Corona and Communion

“Take and eat. This is the Body of Christ broken for you.” I say these words every time we celebrate communion during worship, which in our tradition is the first Sunday of the month. I utter them when I share communion with individuals at home or in the hospital. I have never said them to an empty church. 

April 5th is Palm Sunday. It’s Communion Sunday. And we are in the midst of forced separation.

Communion is all about community. But our community is scattered right now. We cannot come together. We cannot sing the invitation to Christ’s table. We cannot serve one another the bread and cup. And we certainly cannot offer one another the right hand of fellowship or give a hearty hug as we share Christ’s peace.

How will we celebrate communion while we are absent one from another?

My first thought was that we would skip serving Eucharist until we can do it as we always have done – together, in the sanctuary, passing the communion cups and trays that have been used for generations. But then I realized that nothing is the same and we don’t know when it will be again so it’s time to adapt. It’s time to make room in my heart for the new things God can do in these entirely different circumstances.

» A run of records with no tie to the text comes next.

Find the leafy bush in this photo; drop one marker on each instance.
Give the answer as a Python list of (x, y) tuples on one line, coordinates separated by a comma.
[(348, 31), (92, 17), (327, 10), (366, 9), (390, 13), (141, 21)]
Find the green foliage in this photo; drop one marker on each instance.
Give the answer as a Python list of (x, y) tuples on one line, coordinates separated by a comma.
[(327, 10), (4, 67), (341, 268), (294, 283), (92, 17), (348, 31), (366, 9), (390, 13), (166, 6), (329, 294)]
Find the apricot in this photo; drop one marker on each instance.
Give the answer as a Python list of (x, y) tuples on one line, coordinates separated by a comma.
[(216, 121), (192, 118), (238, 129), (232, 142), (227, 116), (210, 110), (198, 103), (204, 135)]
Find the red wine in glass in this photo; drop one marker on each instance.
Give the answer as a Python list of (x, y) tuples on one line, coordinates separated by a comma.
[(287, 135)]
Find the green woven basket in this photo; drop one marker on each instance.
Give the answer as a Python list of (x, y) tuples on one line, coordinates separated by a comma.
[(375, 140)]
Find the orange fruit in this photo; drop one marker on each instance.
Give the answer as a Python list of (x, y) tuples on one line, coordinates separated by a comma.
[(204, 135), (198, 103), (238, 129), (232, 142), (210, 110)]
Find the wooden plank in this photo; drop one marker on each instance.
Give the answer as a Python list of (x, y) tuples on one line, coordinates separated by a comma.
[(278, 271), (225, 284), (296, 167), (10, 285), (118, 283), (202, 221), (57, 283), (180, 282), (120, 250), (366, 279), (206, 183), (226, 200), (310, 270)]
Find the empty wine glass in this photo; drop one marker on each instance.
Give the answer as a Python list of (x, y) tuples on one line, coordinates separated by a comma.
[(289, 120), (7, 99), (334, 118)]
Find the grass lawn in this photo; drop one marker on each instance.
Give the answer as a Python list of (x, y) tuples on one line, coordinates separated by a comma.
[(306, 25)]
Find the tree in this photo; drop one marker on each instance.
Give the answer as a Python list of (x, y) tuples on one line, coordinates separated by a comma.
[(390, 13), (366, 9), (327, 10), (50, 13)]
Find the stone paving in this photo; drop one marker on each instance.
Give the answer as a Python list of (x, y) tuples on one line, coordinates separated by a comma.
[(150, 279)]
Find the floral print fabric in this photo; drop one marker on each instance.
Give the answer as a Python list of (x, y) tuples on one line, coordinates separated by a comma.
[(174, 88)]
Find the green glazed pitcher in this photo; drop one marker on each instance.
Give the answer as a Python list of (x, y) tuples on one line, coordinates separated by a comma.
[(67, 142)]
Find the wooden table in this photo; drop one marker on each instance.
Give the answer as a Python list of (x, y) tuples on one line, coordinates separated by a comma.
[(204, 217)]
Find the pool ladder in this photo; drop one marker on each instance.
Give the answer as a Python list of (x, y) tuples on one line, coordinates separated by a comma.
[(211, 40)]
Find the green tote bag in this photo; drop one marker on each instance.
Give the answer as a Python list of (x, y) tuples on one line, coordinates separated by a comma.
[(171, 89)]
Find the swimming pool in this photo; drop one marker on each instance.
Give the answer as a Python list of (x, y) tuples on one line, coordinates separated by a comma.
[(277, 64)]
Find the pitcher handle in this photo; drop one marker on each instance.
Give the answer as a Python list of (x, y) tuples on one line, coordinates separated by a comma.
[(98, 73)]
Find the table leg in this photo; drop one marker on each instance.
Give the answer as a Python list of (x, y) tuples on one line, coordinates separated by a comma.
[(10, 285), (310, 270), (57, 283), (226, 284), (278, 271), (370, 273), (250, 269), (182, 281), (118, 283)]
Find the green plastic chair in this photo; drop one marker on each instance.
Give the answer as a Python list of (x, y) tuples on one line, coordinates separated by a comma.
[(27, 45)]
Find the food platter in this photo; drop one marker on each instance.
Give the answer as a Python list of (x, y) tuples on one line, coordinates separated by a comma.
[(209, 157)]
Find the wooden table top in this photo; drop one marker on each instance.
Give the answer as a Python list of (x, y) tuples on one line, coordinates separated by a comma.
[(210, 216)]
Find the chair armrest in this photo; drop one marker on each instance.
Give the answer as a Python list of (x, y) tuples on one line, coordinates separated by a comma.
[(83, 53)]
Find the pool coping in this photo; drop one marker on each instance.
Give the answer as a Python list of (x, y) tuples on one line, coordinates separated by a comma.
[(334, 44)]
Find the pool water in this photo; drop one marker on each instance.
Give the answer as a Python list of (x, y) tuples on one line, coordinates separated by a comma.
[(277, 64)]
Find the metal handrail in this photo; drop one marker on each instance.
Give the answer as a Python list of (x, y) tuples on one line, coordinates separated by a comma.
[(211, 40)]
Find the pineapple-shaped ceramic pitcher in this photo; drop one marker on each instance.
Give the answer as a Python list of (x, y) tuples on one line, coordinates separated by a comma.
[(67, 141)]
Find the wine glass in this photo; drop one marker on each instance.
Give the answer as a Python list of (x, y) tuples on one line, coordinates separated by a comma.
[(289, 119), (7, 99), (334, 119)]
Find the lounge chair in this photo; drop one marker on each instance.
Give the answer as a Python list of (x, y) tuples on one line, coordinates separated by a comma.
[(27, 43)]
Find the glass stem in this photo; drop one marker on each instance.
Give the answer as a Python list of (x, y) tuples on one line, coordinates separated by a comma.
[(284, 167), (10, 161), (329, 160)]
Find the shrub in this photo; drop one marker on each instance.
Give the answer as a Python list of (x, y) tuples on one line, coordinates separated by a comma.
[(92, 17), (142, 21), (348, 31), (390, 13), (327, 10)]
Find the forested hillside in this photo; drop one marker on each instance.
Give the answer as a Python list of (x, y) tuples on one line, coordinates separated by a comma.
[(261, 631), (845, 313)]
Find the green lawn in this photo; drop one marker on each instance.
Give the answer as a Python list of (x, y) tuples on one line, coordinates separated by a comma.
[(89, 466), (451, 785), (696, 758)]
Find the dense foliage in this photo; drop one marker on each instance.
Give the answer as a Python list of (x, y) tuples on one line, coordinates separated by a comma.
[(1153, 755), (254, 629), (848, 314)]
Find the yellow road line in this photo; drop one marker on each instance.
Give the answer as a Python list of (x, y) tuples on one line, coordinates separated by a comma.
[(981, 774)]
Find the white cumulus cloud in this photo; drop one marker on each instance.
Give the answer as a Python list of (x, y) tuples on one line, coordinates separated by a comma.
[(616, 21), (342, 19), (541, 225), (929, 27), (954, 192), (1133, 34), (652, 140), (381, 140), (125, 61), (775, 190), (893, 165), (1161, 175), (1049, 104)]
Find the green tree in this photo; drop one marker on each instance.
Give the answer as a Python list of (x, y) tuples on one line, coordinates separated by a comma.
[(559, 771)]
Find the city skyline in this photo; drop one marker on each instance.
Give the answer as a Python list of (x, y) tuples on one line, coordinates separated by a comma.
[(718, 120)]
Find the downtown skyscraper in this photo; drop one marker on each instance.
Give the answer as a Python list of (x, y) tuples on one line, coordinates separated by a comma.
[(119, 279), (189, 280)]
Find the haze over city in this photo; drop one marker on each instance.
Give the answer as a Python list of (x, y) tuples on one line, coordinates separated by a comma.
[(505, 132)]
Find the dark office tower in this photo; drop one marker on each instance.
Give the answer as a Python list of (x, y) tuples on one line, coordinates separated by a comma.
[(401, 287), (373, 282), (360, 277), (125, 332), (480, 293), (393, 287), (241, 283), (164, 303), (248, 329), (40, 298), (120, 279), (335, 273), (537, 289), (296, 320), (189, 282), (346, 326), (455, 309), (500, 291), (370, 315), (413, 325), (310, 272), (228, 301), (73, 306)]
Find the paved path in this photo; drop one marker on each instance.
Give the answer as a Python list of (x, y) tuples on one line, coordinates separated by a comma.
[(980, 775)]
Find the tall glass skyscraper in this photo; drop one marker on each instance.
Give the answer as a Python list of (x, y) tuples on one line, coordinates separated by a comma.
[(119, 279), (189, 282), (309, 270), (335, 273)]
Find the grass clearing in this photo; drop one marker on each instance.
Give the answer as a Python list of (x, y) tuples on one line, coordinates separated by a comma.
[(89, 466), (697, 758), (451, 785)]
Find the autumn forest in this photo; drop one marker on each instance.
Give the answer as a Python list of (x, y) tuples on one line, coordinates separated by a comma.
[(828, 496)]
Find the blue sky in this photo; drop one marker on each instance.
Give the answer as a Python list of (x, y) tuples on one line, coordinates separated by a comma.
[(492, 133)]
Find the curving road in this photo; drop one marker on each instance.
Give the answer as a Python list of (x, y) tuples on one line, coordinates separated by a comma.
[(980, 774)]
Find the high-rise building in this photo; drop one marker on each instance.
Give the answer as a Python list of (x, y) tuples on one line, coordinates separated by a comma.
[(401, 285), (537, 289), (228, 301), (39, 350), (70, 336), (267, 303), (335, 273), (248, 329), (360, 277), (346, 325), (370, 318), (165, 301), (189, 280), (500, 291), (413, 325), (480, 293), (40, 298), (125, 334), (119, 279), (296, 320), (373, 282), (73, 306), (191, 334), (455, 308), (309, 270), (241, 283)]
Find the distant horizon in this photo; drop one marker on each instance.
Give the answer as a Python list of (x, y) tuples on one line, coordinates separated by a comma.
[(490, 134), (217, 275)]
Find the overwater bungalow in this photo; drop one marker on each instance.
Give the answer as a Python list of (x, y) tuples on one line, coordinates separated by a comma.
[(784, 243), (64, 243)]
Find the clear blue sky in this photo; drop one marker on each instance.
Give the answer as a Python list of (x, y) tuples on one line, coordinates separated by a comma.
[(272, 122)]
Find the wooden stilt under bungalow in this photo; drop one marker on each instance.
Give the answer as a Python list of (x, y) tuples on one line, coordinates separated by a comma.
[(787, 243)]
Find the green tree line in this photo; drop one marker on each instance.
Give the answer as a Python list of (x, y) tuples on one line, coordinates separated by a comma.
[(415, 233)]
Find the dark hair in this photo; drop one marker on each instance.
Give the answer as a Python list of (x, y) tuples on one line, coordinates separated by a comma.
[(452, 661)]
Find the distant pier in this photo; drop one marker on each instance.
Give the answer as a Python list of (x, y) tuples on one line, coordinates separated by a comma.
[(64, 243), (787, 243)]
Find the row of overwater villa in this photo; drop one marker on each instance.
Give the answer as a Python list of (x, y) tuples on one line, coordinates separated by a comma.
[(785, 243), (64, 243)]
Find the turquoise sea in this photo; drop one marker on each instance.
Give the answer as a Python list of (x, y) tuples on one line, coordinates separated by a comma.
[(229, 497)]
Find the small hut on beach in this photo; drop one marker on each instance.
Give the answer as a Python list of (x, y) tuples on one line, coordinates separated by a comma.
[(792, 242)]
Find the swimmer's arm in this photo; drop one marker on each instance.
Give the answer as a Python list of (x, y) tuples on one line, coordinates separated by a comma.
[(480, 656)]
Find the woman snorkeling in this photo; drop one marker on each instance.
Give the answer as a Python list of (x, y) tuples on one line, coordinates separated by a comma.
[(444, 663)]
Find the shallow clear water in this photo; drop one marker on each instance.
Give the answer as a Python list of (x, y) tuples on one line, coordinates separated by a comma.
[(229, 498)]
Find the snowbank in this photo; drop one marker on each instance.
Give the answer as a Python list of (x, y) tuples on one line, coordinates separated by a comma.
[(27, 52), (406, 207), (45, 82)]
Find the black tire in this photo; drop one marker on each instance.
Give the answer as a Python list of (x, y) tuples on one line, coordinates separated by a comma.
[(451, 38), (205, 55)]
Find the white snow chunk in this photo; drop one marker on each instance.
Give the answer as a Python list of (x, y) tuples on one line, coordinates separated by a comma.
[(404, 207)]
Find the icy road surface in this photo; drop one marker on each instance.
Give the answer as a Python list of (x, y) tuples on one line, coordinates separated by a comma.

            I remember growing up in a large Congregational church in Wallingford CT. The deacons asked if they could place some of the communion elements in the balcony to facilitate serving those who sat upstairs during worship. The minister refused because he said the bread and cups had to be on the altar in order to be consecrated (blessed through prayer). This raised a lot of questions in my mind as a child. I remember wondering if God was so weak or feeble-minded that God could not bless the elements on the altar AND in the balcony at the same time. Did we have to make it easy for God and place the communion plates in an obvious location? Would God not be able to find them otherwise? Was the minister’s prayer of blessing not strong enough to reach the top of the balcony? It seemed to me that if we were asking God to bless the bread we were about to receive, God could find the bread wherever it was and fill it with God’s grace.

            I’m relying on that ability this week. Everyone will be invited to prepare their own communion in their own homes. Communion in your house might be a bit of bread and some juice. Or it could be a cracker, an English muffin, or even a bagel. Perhaps you will have water or tea to go with it. In our tradition, communion is a symbol of God’s presence, forgiveness, and love. The materials – bread and juice – are not as important as the message – that we are all welcome in God’s presence and that God wishes to feed our spirits.

            On this communion Sunday, we will be physically separate, but united by God’s Spirit of love.